Offensive für Frieden: Ägypten lädt zur Zeremonie im Gaza-Konflikt ein
Ägyptens Präsident Abdel Fattah al-Sisi hat Bundeskanzler Friedrich Merz (CDU) zu einer feierlichen Zeremonie eingeladen, die anlässlich der Einigung auf eine Waffenruhe im Gazastreifen stattfinden soll.
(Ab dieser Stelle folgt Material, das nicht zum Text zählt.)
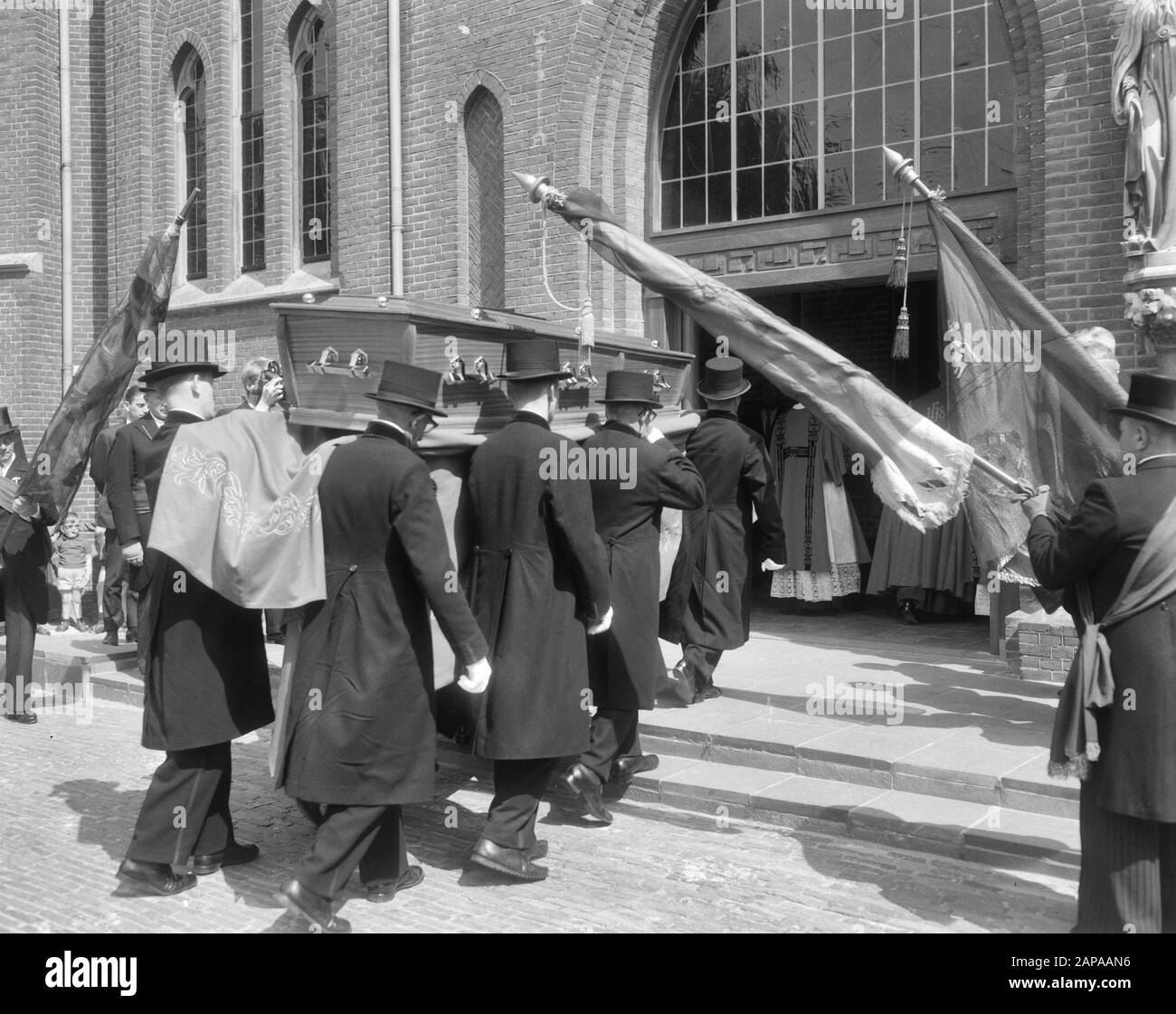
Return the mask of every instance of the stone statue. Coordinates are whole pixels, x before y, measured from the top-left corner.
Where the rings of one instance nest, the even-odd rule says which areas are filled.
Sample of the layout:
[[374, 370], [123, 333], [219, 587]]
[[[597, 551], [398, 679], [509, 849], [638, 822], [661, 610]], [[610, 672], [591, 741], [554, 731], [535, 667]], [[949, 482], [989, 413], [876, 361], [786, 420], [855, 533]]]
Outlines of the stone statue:
[[1115, 121], [1128, 128], [1124, 236], [1141, 252], [1176, 247], [1176, 166], [1168, 151], [1176, 128], [1176, 0], [1129, 5], [1111, 87]]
Im Rahmen eines Telefonats tauschten sich die beiden über die Details des von US-Präsident Donald Trump initiierten Friedensplans aus, der den seit langem angespannten Küstenstreifen beruhigen soll.
Während momentan unklar bleibt, wann genau die Zeremonie stattfinden wird, hat US-Präsident Trump angekündigt, nach Ägypten zu reisen, um einer "offiziellen Unterzeichnung" des Abkommens zwischen Israel und der Hamas beizuwohnen. Laut seiner Aussage plant Trump bereits, am Sonntag seine Reise in den Nahen Osten anzutreten.
Regierungssprecher Stefan Kornelius berichtete, dass Merz Präsident al-Sisi für Ägyptens Rolle bei der Vermittlung zur Beendigung der Kampfhandlungen Anerkennung zollte. Der Bundeskanzler betonte Deutschlands Absicht, zusammen mit Ägypten am Wiederaufbau des Gazastreifens sowie an der humanitären Hilfe mitzuwirken. Deutschland will sich zudem engagiert für die Freilassung der Geiseln und einen stabilen Waffenstillstand einsetzen.
Ein zentraler Punkt des Friedensplans sieht den Austausch israelischer Geiseln gegen palästinensische Gefangene vor, welcher bereits in den kommenden Tagen realisiert werden soll. Zudem ermöglicht die bereits in Kraft getretene Waffenruhe weitere Hilfslieferungen. Dennoch bleiben einige Fragen offen, die für einen nachhaltigen Frieden unbedingt geklärt werden müssen.